Section: Scientific Foundations
Data management is concerned with the storage, organization, retrieval and manipulation of data of all kinds, from small and simple to very large and complex. It has become a major domain of computer science, with a large international research community and a strong industry. Continuous technology transfer from research to industry has led to the development of powerful DBMSs, now at the heart of any information system, and of advanced data management capabilities in many kinds of software products (application servers, document systems, directories, etc.).
The fundamental principle behind data management is data independence , which enables applications and users to deal with the data at a high conceptual level while ignoring implementation details. The relational model, by resting on a strong theory (set theory and first-order logic) to provide data independence, has revolutionized data management. The major innovation of relational DBMS has been to allow data manipulation through queries expressed in a high-level (declarative) language such as SQL. Queries can then be automatically translated into optimized query plans that take advantage of underlying access methods and indices. Many other advanced capabilities have been made possible by data independence : data and metadata modelling, schema management, consistency through integrity rules and triggers, transaction support, etc.
This data independence principle has also enabled DBMS to continuously integrate new advanced capabilities such as object and XML support and to adapt to all kinds of hardware/software platforms from very small smart devices (PDA, smart card, etc.) to very large computers (multiprocessor, cluster, etc.) in distributed environments.
Following the invention of the relational model, research in data management has continued with the elaboration of strong database theory (query languages, schema normalization, complexity of data management algorithms, transaction theory, etc.) and the design and implementation of DBMS. For a long time, the focus was on providing advanced database capabilities with good performance, for both transaction processing and decision support applications. And the main objective was to support all these capabilities within a single DBMS.

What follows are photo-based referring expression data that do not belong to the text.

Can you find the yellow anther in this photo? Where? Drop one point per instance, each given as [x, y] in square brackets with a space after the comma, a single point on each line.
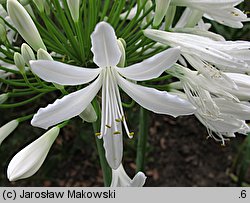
[108, 126]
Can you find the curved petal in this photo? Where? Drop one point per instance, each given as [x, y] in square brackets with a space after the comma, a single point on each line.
[104, 46]
[63, 74]
[152, 67]
[67, 107]
[156, 101]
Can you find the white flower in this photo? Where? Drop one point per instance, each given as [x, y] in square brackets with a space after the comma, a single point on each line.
[160, 11]
[8, 128]
[27, 162]
[24, 24]
[243, 83]
[108, 76]
[222, 11]
[221, 112]
[121, 179]
[226, 55]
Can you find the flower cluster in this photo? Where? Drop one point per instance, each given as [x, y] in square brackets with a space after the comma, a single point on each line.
[92, 56]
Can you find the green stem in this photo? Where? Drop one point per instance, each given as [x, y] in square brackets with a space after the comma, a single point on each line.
[142, 140]
[99, 143]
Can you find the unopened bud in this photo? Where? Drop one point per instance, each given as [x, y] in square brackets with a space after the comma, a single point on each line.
[27, 53]
[122, 45]
[40, 5]
[19, 62]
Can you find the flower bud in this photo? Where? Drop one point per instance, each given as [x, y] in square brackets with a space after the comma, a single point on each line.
[24, 2]
[27, 53]
[43, 55]
[28, 161]
[3, 34]
[40, 5]
[3, 98]
[6, 129]
[89, 114]
[160, 11]
[24, 24]
[74, 7]
[122, 45]
[19, 62]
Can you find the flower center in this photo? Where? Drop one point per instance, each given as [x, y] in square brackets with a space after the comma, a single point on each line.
[112, 111]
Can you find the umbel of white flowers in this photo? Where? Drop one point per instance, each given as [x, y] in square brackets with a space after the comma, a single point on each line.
[108, 76]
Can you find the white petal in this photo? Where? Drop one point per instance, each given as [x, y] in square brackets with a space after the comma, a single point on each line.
[67, 107]
[63, 74]
[156, 101]
[27, 162]
[160, 11]
[104, 46]
[8, 128]
[152, 67]
[113, 146]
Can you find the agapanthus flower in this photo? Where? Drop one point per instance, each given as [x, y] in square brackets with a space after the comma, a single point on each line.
[221, 112]
[230, 56]
[222, 11]
[110, 77]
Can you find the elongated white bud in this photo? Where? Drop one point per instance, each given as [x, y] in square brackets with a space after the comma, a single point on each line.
[43, 55]
[27, 162]
[3, 98]
[6, 129]
[160, 11]
[40, 4]
[24, 24]
[74, 7]
[122, 45]
[27, 53]
[19, 62]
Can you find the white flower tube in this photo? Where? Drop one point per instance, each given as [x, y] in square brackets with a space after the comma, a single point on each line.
[27, 162]
[74, 7]
[24, 24]
[8, 128]
[121, 179]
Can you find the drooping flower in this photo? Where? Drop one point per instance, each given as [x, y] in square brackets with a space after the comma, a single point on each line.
[108, 76]
[221, 112]
[225, 55]
[121, 179]
[27, 162]
[222, 11]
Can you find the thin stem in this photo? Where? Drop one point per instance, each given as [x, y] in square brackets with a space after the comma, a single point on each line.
[99, 143]
[142, 140]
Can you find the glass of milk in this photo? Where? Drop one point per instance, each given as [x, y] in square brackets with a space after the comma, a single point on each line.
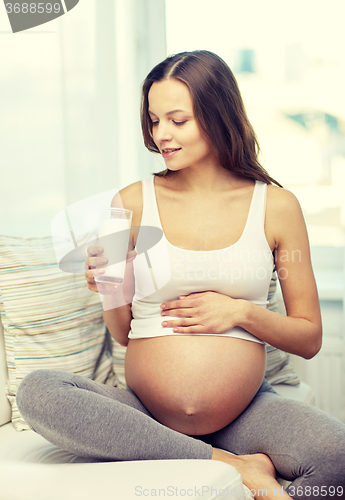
[114, 236]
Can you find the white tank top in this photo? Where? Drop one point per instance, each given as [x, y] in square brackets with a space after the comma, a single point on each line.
[242, 270]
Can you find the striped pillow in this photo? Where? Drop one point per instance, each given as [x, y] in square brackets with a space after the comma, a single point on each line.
[50, 318]
[279, 370]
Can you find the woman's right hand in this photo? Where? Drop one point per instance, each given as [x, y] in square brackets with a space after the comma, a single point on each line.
[94, 267]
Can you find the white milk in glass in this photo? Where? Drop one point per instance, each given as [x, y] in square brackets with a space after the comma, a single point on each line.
[115, 249]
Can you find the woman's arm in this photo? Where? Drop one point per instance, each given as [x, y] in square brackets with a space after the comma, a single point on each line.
[117, 300]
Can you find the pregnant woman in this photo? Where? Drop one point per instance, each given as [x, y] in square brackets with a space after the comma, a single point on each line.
[196, 324]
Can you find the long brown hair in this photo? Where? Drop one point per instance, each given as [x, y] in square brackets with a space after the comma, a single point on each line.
[218, 109]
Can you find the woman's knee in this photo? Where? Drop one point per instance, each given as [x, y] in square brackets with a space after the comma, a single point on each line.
[35, 387]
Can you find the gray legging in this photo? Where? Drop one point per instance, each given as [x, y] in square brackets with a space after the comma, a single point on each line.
[89, 419]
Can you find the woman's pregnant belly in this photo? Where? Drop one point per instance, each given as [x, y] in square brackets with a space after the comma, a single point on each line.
[195, 384]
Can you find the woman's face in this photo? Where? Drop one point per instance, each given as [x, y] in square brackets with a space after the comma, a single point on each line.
[174, 127]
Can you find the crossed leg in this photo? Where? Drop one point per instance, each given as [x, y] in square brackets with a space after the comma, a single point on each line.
[305, 445]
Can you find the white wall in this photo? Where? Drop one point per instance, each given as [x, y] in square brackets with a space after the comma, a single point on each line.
[69, 100]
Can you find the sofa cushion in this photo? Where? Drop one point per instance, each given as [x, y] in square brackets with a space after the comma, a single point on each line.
[50, 318]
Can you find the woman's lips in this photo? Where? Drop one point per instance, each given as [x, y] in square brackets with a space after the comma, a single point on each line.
[170, 153]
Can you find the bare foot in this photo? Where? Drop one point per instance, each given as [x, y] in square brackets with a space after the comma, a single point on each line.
[257, 471]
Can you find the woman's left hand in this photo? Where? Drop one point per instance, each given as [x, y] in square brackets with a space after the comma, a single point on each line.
[203, 312]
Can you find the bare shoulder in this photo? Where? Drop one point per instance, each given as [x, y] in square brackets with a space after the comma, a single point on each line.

Today's hard problems in data management go well beyond the context of DBMS. These problems stem from the need to deal with data of all kinds, in particular, multimedia data and data streams, in highly distributed environments. Thus, we capitalize on scientific foundations in data reduction techniques, distributed data management, data stream management and semantic interoperability to address these problems. To deal with uncertain data, we rely on probabilistic databases which provide a powerful foundation for our work.